Na de roddelfase volgde de adviesronde, waarin mijn collega’s mij adviseerden over mijn casus – wat had ik anders kunnen doen, hoe had ik ernaar kunnen kijken, welke houding had ik kunnen aannemen ten opzichte van dit probleem. Wat een leuke en goede adviezen kreeg ik! Ik luisterde, schreef alles op, bedankte iedereen. Toen zei ik dat ik dezelfde casus ook een keer in Nederland bij intervisie had ingebracht en toen totaal andere adviezen had gekregen dan nu, maar dat ik beide keren veel van mijn collega’s geleerd heb.

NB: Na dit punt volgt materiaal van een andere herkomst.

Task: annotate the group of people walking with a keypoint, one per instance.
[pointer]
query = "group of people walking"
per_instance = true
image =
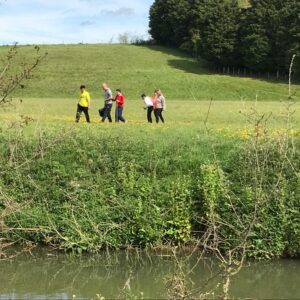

Na de intervisie heb ik nog een paar leuke gesprekken gehad met diverse collega’s. Over de Albanese neiging om direct in een discussie te schieten, het moeilijke van je kwetsbaar opstellen en het mooie van persoonlijke en professionele groei als je je openstelt om van elkaar te leren.

Elke eerste maandag van de maand kun je me na het werk opvegen, zo moe ben ik dan van het voorzitten van de vergaderingen. Maar o wat is het ook leuk. Dus ik dacht, ik roddel het maar even door.